2013 Fiscal Year Annual Research Report
Project/Area Number |
13J11020
|
Research Institution | Osaka Prefecture University |
Principal Investigator |
小山 司 大阪府立大学, 工学研究科, 特別研究員(DC2)
|
Keywords | 磁性 / カイラル磁性体 / 透過型電子顕微鏡 / 磁気カイラリティ / 小角電子線散乱法 / ローレンツ法 |
Research Abstract |
六方晶構造であるカイラル磁性体CrNb_3S_6に着目し、ローレンツ電子顕微鏡法と小角電子線散乱法を併用した磁気構造解析技術を用いて、研究項目①「電流や磁場等の駆動力の下での"カイラル磁気秩序"のダイナミクス観察」、研究項目②「試料の微細化に伴う"カイラル磁気秩序"のトポロジカル安定性の検証」を行った。
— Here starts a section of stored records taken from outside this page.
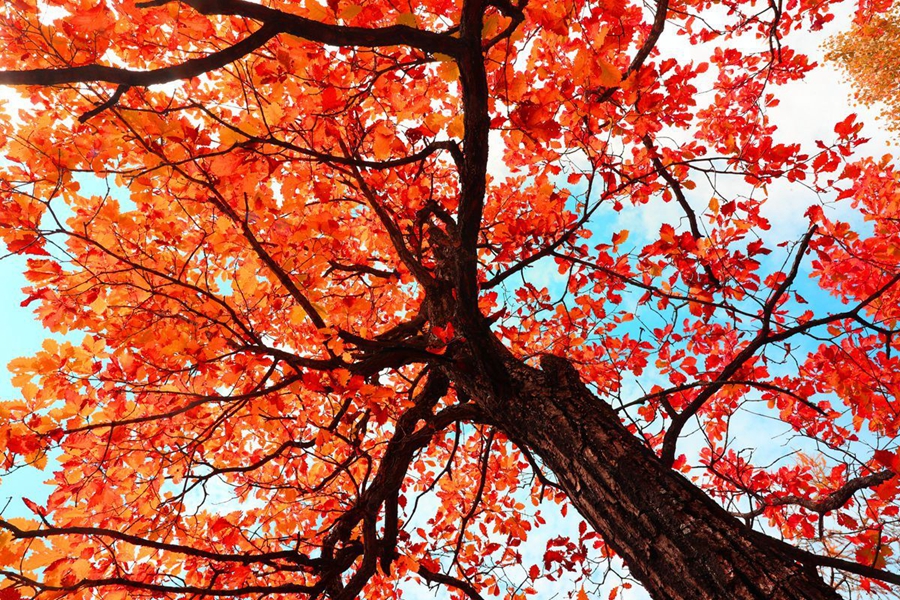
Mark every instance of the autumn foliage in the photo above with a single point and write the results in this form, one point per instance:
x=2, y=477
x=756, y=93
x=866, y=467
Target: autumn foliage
x=343, y=301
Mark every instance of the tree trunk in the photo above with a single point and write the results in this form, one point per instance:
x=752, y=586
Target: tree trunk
x=675, y=539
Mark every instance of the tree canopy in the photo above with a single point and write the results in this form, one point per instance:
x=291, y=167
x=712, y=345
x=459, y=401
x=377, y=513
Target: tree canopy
x=341, y=304
x=867, y=53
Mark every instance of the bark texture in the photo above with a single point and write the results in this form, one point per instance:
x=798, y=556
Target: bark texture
x=675, y=540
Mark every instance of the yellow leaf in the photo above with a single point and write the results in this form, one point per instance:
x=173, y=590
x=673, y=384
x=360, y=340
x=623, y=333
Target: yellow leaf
x=99, y=305
x=382, y=144
x=610, y=75
x=408, y=19
x=448, y=71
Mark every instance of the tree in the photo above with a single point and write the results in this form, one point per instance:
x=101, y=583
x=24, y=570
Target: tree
x=866, y=52
x=315, y=359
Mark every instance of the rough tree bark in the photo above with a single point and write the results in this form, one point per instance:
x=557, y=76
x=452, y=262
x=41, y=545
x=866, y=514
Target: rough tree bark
x=675, y=540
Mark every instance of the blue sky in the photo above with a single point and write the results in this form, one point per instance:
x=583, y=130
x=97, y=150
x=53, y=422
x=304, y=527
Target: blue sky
x=808, y=111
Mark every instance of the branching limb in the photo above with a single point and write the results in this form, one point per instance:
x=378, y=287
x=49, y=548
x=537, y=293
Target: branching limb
x=832, y=501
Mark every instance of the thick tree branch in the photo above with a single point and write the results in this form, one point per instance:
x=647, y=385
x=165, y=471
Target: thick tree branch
x=830, y=502
x=125, y=77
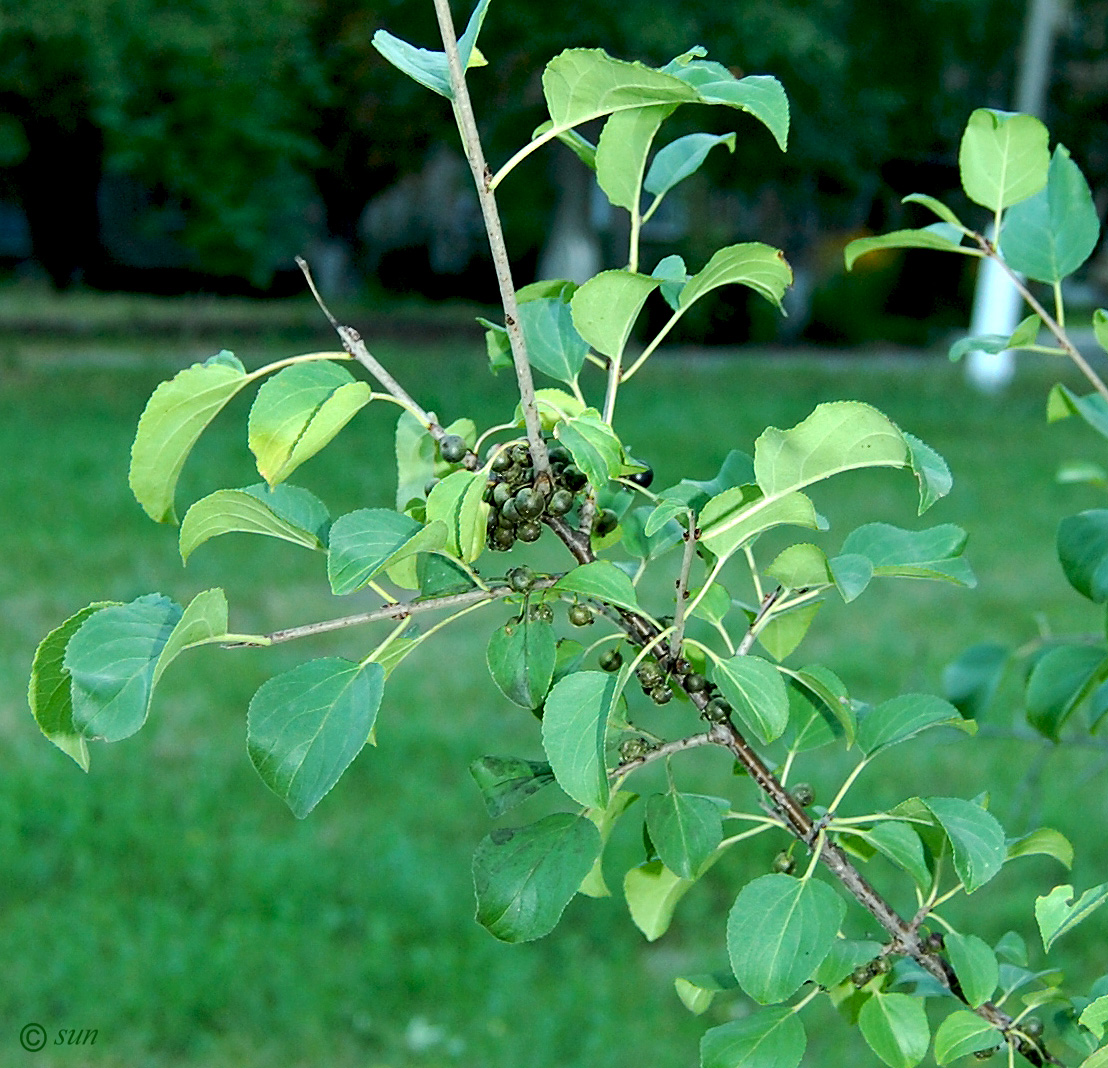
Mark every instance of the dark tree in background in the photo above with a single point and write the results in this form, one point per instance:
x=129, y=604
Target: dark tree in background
x=176, y=147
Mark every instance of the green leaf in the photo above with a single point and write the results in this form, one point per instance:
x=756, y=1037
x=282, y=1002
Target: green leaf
x=931, y=472
x=941, y=209
x=679, y=160
x=895, y=553
x=1062, y=678
x=459, y=502
x=525, y=876
x=305, y=727
x=202, y=623
x=1050, y=234
x=1003, y=157
x=505, y=781
x=977, y=840
x=974, y=964
x=1060, y=911
x=430, y=69
x=895, y=1027
x=970, y=681
x=111, y=661
x=698, y=992
x=1093, y=408
x=779, y=931
x=1095, y=1016
x=285, y=512
x=845, y=955
x=574, y=727
x=554, y=346
x=593, y=884
x=594, y=447
x=902, y=845
x=830, y=689
x=603, y=581
x=964, y=1033
x=752, y=264
x=760, y=95
x=939, y=236
x=49, y=692
x=771, y=1038
x=686, y=830
x=903, y=717
x=841, y=435
x=735, y=516
x=757, y=692
x=653, y=892
x=1083, y=550
x=801, y=567
x=298, y=411
x=521, y=660
x=1045, y=841
x=622, y=151
x=786, y=630
x=174, y=418
x=369, y=541
x=605, y=308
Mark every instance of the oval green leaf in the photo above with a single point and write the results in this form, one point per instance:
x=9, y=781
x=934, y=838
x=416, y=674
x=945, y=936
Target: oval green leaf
x=305, y=727
x=525, y=876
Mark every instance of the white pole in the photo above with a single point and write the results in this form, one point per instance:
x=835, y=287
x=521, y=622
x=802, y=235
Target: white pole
x=996, y=304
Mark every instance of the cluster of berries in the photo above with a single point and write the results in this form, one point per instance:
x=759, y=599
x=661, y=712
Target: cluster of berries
x=517, y=504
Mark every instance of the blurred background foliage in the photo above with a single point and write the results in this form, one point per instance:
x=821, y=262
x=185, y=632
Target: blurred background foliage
x=201, y=145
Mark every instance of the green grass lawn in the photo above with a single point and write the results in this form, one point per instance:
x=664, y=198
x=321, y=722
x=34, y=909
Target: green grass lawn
x=168, y=901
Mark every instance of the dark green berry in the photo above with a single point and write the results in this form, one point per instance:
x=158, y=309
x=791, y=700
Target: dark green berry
x=529, y=503
x=453, y=448
x=502, y=538
x=560, y=503
x=530, y=531
x=611, y=660
x=521, y=579
x=606, y=522
x=803, y=794
x=717, y=710
x=574, y=478
x=783, y=863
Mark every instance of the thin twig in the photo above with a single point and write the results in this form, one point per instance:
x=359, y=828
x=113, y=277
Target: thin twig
x=400, y=609
x=354, y=345
x=1048, y=320
x=482, y=178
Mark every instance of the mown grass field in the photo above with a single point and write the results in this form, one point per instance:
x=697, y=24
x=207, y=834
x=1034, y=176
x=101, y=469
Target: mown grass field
x=168, y=901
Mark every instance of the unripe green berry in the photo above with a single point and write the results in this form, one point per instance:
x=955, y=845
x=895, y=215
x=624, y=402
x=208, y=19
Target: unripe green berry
x=560, y=503
x=521, y=578
x=529, y=531
x=611, y=660
x=453, y=448
x=783, y=863
x=803, y=794
x=606, y=522
x=717, y=710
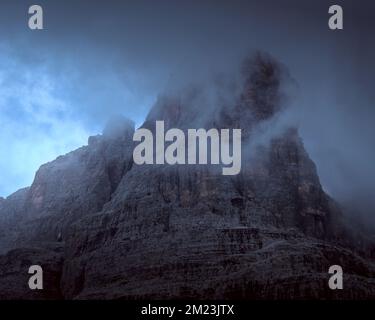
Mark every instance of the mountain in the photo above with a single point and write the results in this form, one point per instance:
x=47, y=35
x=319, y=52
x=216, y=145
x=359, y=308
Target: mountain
x=103, y=227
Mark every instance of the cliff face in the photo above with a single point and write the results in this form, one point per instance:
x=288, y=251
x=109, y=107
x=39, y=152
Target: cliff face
x=103, y=227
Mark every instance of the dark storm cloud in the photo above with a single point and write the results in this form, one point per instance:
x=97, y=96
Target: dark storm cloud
x=97, y=58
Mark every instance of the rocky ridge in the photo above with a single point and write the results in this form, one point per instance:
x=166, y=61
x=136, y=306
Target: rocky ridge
x=105, y=228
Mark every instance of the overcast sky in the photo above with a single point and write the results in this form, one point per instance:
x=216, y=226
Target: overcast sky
x=98, y=58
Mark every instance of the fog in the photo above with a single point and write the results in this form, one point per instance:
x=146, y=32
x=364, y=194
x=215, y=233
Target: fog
x=99, y=58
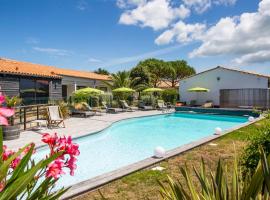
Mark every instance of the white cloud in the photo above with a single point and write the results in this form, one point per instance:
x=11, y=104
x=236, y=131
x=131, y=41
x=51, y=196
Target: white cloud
x=53, y=51
x=94, y=60
x=201, y=6
x=245, y=36
x=256, y=57
x=82, y=5
x=181, y=33
x=32, y=40
x=123, y=60
x=157, y=14
x=129, y=3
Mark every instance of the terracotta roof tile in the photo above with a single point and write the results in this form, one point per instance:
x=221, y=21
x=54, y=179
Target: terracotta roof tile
x=30, y=69
x=25, y=68
x=166, y=84
x=81, y=74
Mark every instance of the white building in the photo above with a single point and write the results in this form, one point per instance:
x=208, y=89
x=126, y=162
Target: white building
x=228, y=88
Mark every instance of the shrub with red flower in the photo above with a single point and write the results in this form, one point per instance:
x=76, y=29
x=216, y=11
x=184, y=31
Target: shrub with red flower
x=67, y=159
x=21, y=176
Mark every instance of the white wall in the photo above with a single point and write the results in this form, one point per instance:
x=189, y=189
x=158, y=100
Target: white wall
x=71, y=81
x=228, y=80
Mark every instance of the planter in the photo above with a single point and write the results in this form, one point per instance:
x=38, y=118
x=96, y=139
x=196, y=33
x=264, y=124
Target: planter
x=11, y=132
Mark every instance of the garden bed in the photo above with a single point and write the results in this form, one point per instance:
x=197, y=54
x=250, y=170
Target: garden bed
x=143, y=184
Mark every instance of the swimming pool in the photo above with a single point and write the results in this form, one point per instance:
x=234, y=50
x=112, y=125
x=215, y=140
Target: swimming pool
x=132, y=140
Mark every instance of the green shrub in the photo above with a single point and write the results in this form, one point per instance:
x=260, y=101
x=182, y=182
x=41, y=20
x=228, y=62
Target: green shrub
x=170, y=95
x=64, y=107
x=115, y=104
x=216, y=185
x=251, y=156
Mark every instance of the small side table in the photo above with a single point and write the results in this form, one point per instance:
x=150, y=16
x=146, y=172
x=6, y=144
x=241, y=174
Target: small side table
x=40, y=122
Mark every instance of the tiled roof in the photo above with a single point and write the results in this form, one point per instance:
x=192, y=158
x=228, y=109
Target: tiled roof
x=25, y=68
x=230, y=69
x=30, y=69
x=81, y=74
x=166, y=84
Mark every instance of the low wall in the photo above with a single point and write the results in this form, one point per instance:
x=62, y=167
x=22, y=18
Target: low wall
x=218, y=111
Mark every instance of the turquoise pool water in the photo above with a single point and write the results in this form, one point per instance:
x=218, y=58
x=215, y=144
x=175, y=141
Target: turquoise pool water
x=133, y=140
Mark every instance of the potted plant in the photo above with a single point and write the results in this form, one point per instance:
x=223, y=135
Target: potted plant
x=12, y=131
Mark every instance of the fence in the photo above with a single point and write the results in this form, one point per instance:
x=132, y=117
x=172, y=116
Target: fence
x=24, y=115
x=249, y=98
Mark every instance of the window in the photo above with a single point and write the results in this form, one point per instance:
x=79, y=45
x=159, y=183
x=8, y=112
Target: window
x=42, y=91
x=105, y=89
x=28, y=90
x=80, y=87
x=34, y=91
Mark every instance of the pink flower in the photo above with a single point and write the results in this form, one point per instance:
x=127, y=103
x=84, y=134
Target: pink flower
x=55, y=169
x=2, y=186
x=71, y=165
x=67, y=159
x=4, y=113
x=49, y=139
x=2, y=98
x=15, y=162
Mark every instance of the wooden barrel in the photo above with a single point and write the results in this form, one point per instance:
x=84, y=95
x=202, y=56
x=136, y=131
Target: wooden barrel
x=11, y=132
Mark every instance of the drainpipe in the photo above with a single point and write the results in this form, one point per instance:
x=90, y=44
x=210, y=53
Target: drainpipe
x=75, y=86
x=268, y=98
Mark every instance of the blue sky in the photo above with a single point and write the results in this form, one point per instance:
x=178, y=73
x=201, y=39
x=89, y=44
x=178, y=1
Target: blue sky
x=116, y=34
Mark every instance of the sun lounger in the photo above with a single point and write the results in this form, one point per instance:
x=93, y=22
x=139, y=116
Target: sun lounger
x=193, y=103
x=83, y=113
x=55, y=117
x=207, y=105
x=161, y=105
x=126, y=107
x=142, y=106
x=110, y=109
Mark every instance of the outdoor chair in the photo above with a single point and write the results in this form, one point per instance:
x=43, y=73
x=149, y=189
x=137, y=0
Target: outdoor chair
x=78, y=110
x=161, y=105
x=207, y=105
x=193, y=103
x=55, y=117
x=89, y=108
x=110, y=109
x=126, y=107
x=142, y=106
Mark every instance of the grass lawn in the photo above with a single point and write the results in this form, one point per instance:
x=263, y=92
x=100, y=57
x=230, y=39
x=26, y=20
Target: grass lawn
x=143, y=184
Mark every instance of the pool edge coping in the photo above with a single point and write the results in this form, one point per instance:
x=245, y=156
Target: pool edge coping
x=101, y=180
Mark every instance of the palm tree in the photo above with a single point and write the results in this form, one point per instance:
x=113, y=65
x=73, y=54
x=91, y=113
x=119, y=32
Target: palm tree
x=122, y=79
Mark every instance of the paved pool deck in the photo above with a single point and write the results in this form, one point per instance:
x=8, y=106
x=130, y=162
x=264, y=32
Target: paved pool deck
x=77, y=127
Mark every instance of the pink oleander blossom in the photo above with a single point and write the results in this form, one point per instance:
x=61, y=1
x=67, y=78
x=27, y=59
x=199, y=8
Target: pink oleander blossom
x=66, y=160
x=55, y=169
x=2, y=98
x=4, y=111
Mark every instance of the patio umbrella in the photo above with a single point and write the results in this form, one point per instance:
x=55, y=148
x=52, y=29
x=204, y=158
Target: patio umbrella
x=88, y=91
x=86, y=94
x=150, y=90
x=123, y=90
x=198, y=90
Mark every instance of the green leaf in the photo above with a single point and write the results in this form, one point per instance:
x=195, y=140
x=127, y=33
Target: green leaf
x=22, y=165
x=5, y=165
x=21, y=183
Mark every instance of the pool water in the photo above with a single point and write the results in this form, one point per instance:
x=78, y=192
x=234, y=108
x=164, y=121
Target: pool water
x=133, y=140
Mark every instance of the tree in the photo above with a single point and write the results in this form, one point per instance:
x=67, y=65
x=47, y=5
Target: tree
x=176, y=70
x=121, y=79
x=156, y=69
x=102, y=71
x=141, y=77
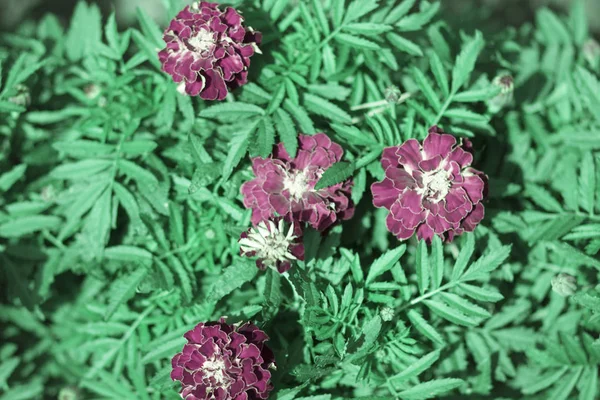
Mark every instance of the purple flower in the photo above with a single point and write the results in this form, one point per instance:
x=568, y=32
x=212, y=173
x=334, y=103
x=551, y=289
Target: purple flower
x=208, y=51
x=431, y=188
x=285, y=186
x=222, y=361
x=272, y=245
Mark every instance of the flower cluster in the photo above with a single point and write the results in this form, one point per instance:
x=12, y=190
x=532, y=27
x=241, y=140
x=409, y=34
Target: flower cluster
x=208, y=50
x=272, y=246
x=430, y=189
x=222, y=361
x=284, y=187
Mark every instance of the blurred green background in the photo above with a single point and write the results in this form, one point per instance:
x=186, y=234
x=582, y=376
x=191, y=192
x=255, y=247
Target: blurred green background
x=503, y=11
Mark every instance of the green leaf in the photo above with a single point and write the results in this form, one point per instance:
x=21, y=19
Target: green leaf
x=123, y=289
x=449, y=313
x=423, y=268
x=80, y=169
x=6, y=369
x=587, y=182
x=232, y=278
x=562, y=391
x=486, y=263
x=384, y=263
x=437, y=262
x=439, y=72
x=358, y=8
x=8, y=179
x=150, y=28
x=552, y=27
x=465, y=61
x=431, y=389
x=232, y=112
x=287, y=131
x=464, y=256
x=128, y=253
x=464, y=306
x=326, y=109
x=356, y=42
x=464, y=114
x=29, y=224
x=399, y=11
x=366, y=28
x=475, y=95
x=404, y=45
x=421, y=325
x=237, y=149
x=335, y=174
x=479, y=293
x=416, y=368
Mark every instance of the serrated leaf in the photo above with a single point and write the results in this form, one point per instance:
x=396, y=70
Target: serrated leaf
x=416, y=368
x=232, y=112
x=8, y=179
x=232, y=278
x=479, y=293
x=404, y=44
x=29, y=224
x=486, y=263
x=465, y=61
x=587, y=182
x=123, y=289
x=384, y=263
x=287, y=131
x=421, y=324
x=431, y=389
x=356, y=42
x=437, y=262
x=449, y=313
x=422, y=260
x=335, y=174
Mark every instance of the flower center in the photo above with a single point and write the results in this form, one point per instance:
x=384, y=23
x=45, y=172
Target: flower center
x=202, y=42
x=297, y=184
x=436, y=185
x=269, y=243
x=214, y=371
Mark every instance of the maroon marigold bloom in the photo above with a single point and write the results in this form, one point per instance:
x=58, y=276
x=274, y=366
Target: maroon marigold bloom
x=285, y=186
x=223, y=362
x=208, y=51
x=431, y=188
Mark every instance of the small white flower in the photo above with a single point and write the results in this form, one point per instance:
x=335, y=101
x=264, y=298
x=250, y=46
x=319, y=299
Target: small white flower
x=269, y=242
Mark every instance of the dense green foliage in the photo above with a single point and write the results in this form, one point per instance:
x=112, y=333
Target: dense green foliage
x=120, y=209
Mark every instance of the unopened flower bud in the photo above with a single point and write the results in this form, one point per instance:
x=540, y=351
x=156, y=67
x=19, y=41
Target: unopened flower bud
x=564, y=284
x=392, y=94
x=68, y=393
x=22, y=97
x=386, y=314
x=591, y=52
x=502, y=99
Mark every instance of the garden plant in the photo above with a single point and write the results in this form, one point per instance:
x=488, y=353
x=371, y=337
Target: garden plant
x=300, y=200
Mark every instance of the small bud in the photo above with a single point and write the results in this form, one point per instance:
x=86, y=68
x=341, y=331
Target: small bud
x=392, y=94
x=564, y=285
x=68, y=393
x=506, y=85
x=591, y=52
x=386, y=314
x=22, y=97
①では無磁場中において室温から10Kまで温度を変化させた際及び、10Kにおいて0Tから0.4Tまで磁場を変化させた際のカイラルらせん磁気秩序の観察を行った。その結果、100K以下でカイラルらせん磁気秩序周期は一定であるが、100Kから臨界温度近傍にかけ、徐々に磁気らせん周期が減少していくことが明らかとなった。また、観察試料中(幅15μm×10μm)において磁気周期の乱れは存在していない。一方、臨界磁場以上の磁場を印加しその後外部磁場を減少させた際には、カイラル磁気秩序には縞状のコントラストが不整合の領域が観察された。つまりこの領域において磁気的な転位が存在していることが明らかとなった。②では、フォーカスイオンビーム(FIB)装置を用いた微細加工技術により、形状安定性を調べるため電子顕微鏡観察用薄膜試料に微細な穴を導入した試料を作製し、加工前後での同一領域でのカイラル磁気構造を調べた。FIB肇置を用いて直径100μm程度円柱状の穴をあけた試料を作製した。加工の前後の電子顕微鏡観察により、加工前において周期の乱れは存在しないが、加工後においてカイラル磁気秩序の磁気的な転位が存在し、転位の近傍において磁気周期が変化していた。従って、試料の欠陥により磁気的な転位が捕捉されていることを表す。無磁場中において存在した転位は外部磁場により試料欠陥から移動し、0.22T程度の磁場中においてカイラル磁気秩序は試料の欠陥によらず形成した。カイラル磁気秩序は結晶カイラリティに保護された秩序状態であり、結晶欠陥などの外的要因に対して安定であることを示している。
|
Current Status of Research Progress |
Current Status of Research Progress
2: Research has progressed on the whole more than it was originally planned.
Reason
装置トラブル等により故障対応に時間が取られたが、本年度の研究の目的に対して一定の成果を出すことが出来たと考えている。
|
Strategy for Future Research Activity |
今後は、カイラル結晶構造を有しうる正方・六方・立方晶系などの空間群に属する磁性体に着目し、カイラル磁気秩序を示す新規な磁性体物質の探索を行う。また、カイラリティ結晶構造を持たないらせん磁性体MnP、FeGe、Ba_<0.5>Sr_<1.5>Zn_2Fe_<12>O_<22>や強相関強磁性体(La_<1-x>Sr_x)MnO_3、(La, Pr, Ca)MnO_3などの磁気構造解析を進める。